KöZ olarak söz aldığımızda ise devrimcilerin görevinin siyasi gerçekleri açıklamak olduğunu anlattık. Devrimci durum varken sola hâkim olanın devrimci siyasetten kaçış olduğunu, “Tek yol devrim!” diyemeyenlerin konu seçimler olunca kafalarını kuma gömdüğünü belirttik. Enternasyonal Komünist İşçi Birliği ile Köz’ün eylem birliğinin bir ayrım çizgisi çektiğini, seçimlerde takınılması gereken devrimci tutumun ne olduğunu herkese gösterdiğini vurguladık. Bugün ise ihtiyacın devrimci tutumun ne olduğunu göstermekle yetinmeyip bir devrime önderlik edecek partiyi yaratmanın öncelikli görev olduğuna işaret ettik.
Enternasyonal Komünist İşçi Birliği ise omurgasızlığın hüküm sürdüğü bir dönemde bağımsız aday çalışmasının umut verici ve ön açıcı olduğunu ifade etti. Seçim çalışmamızla kendimizi sadece düzen partilerinden değil parlamentarist akımlardan da ayırdığımızı, sermayeye bel bağlamadığımızı, işçi sınıfının gücüne güvendiğimizi söyledi.
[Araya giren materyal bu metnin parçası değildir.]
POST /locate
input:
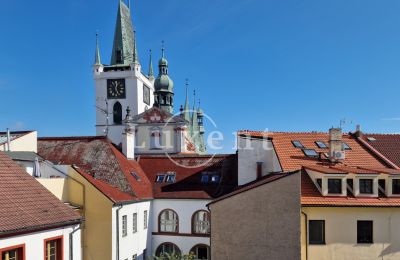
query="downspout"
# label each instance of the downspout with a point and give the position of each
(306, 232)
(117, 240)
(71, 245)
Bugün yürüttüğümüz afiş, dağıtım ve ajitasyon çalışmasının emekçiler arasında siyasi gerçekleri açıklamanın her zaman mümkün olduğunu gösterdiğini söyleyerek ve bunu bizimle ortak yapmanın önemine de işaret etti.
İkinci kısımdaki soru ve görüşlerle birlikte neden seçimleri boykot etmek yerine bir aday çıkardığımız, soldaki bekleyişin sebepleri, solun güçlü mü zayıf mı olduğu hakkında konuşma, tartışma imkanını bulduk.
Etkinliğin sonlanmasıyla Bursa’daki çalışmamız tamamlandı. Ancak katılanlarla sohbetimiz ilerleyen saatlere kadar devam etti. Enternasyonalist Komünist İşçi Birliği ile eylem birliğimizin ilk ortak etkinliği olarak gerçekleşen ve sol içerisinde yaygın rekabet anlayışının aksine dayanışma içerisinde organize ettiğimiz, seçim tutumumuzu etkili biçimde anlatma fırsatı yaratan bir çalışma oldu.